A also emerged the last instable version of the kernel (2.6.20-r2) and it does the same thing. Even ,if I changed the value of Preemption, Bery is always crashing with this kernel...

Does anybody, can tell me more about this option and why my computer seems to be unstable..?

ThankLast edited by dothedrew on Thu Mar 15, 2007 10:09 pm; edited 1 time in total

----------

## Crenshaw

Changing Preemption Model will not incerase speed of your computer. Preemptible kernel can "interrupt" (== preempt) tasks with lower priority to run tasks with higher prirority and this does not incerase total speed so if youre using no forced preemption and it's comfortable I think you should stick to it.  :Wink: 

----------

## widremann

 *Crenshaw wrote:*   

> Changing Preemption Model will not incerase speed of your computer. Preemptible kernel can "interrupt" (== preempt) tasks with lower priority to run tasks with higher prirority and this does not incerase total speed so if youre using no forced preemption and it's comfortable I think you should stick to it. 

 

Yes, it doesn't change the speed, per se, but it does change the responsiveness of applications, especially under heavier load.

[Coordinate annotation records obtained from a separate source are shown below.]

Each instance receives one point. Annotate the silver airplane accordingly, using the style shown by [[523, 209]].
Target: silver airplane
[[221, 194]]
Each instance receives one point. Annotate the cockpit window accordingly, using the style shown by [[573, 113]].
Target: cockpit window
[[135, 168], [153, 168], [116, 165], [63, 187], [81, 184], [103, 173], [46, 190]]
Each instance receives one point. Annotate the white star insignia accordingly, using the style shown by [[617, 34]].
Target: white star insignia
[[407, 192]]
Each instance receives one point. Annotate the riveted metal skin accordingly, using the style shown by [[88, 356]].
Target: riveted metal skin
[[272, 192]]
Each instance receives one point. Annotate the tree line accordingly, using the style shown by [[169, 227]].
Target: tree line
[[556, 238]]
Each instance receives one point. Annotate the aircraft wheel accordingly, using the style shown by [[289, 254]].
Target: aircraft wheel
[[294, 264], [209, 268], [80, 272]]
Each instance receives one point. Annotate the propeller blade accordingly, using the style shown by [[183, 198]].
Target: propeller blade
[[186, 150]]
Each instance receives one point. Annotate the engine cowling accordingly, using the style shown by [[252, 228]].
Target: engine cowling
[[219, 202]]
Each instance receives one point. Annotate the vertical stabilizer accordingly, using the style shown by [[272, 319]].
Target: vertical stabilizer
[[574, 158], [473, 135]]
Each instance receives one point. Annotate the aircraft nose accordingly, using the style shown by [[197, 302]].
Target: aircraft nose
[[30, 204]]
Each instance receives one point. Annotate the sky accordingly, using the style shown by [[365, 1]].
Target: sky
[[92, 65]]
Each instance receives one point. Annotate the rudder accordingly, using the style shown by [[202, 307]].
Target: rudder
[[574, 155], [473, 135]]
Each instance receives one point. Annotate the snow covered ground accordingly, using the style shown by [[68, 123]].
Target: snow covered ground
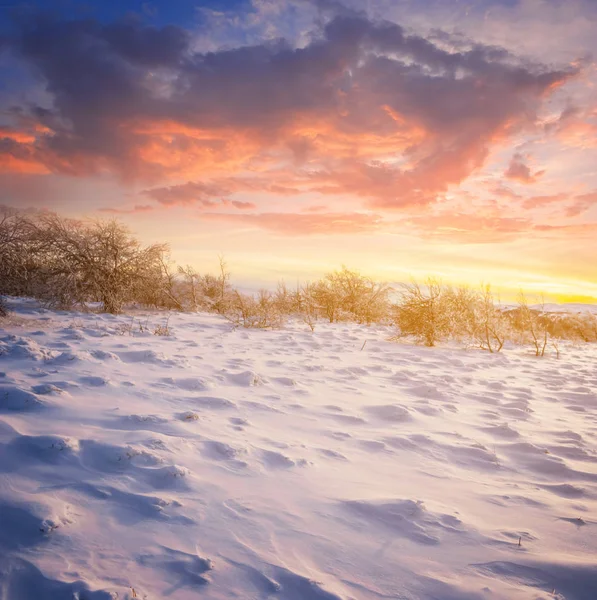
[[214, 463]]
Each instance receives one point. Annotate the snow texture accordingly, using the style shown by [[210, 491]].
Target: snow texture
[[217, 463]]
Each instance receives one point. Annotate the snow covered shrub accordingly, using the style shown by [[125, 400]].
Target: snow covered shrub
[[474, 316], [531, 324], [99, 261], [424, 312], [258, 311], [3, 308], [347, 295]]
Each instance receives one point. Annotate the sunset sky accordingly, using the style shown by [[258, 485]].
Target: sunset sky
[[399, 137]]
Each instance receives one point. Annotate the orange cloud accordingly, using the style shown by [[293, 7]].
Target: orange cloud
[[519, 171], [304, 224]]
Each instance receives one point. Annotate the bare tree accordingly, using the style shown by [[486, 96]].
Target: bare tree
[[422, 312], [532, 324]]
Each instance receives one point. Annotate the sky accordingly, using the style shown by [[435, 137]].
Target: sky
[[402, 138]]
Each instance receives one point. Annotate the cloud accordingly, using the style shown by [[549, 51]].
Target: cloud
[[138, 208], [582, 204], [362, 109], [304, 224], [519, 171], [470, 228]]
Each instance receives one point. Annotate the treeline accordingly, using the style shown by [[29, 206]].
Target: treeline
[[70, 264]]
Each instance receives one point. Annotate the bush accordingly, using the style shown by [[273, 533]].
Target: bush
[[260, 311], [3, 308], [424, 313], [347, 295]]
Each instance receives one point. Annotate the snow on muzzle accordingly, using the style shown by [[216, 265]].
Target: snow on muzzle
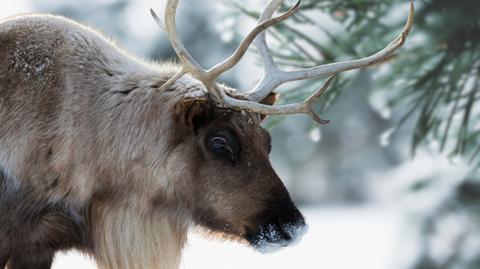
[[283, 228]]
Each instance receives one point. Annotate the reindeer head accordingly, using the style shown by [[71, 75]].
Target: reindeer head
[[229, 183]]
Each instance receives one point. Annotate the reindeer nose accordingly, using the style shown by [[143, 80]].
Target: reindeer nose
[[283, 228]]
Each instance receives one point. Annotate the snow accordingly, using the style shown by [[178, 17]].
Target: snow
[[338, 237]]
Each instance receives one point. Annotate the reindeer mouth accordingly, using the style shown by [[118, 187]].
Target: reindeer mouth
[[275, 236]]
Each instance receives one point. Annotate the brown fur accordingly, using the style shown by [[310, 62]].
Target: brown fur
[[94, 157]]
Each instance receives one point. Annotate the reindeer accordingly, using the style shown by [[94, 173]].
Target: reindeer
[[118, 157]]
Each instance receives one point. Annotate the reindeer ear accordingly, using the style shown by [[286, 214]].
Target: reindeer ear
[[270, 100], [194, 113]]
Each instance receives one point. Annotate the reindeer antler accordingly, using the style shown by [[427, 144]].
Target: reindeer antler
[[273, 76]]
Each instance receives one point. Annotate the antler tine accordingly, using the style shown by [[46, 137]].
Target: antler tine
[[244, 45], [190, 65], [275, 77], [188, 62], [305, 107]]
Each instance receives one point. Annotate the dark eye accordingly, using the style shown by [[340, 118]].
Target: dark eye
[[224, 144], [218, 143]]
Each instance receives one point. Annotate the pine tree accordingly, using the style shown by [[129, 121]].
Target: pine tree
[[435, 75], [434, 81]]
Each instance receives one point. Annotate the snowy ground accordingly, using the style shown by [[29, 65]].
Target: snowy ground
[[339, 238]]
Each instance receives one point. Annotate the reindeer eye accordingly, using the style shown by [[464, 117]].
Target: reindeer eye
[[224, 144], [218, 143]]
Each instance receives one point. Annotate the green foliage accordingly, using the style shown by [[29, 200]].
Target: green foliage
[[435, 76]]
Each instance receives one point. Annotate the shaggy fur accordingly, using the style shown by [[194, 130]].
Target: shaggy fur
[[94, 157]]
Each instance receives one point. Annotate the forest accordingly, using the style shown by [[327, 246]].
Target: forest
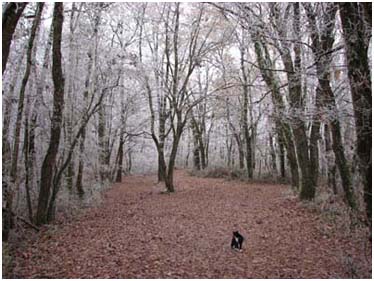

You are wrong in your description of how this option works.  It doesn't have anything to do with preempting lower priority tasks.  Rather, it simply means that tasks that are running in kernel mode can be preempted.  Without this option enabled, once a process enters kernel mode via a syscall or an interrupt, it owns the CPU unless it voluntarily gives it up.  With this option enabled, it can be preempted even when running in kernel mode, allowing another process to run that may be more suitable to run.  For example, if an interrupt occurs because the mouse was moved, and the X server isn't the current process, then it would make sense to go ahead and immediately wake up the X server rather than waiting for the currently running process to complete whatever it is doing in the kernel.  This is, of course, an oversimplification.  But in general, it means that you don't defer task switches unnecessarily long, thus increasing responsiveness and decreasing (some) latency in the kernel.

----------

## d2_racing

 *dothedrew wrote:*   

> Actually, i'm using the option No Forced Preemption, and it's working good. But, I've tried to turn this option to Preemptible Kernel and I have a problem:  beryl is crashing. 
> 
> A also emerged the last instable version of the kernel (2.6.20-r2) and it does the same thing. Even ,if I changed the value of Preemption, Bery is always crashing with this kernel...
> 
> Does anybody, can tell me more about this option and why my computer seems to be unstable..?
> ...

 

I was there when he had that crash.

I recompiled his kernel with Preemption Model(Preemptible Kernel (Low-Latency Desktop)), and it crashed badly.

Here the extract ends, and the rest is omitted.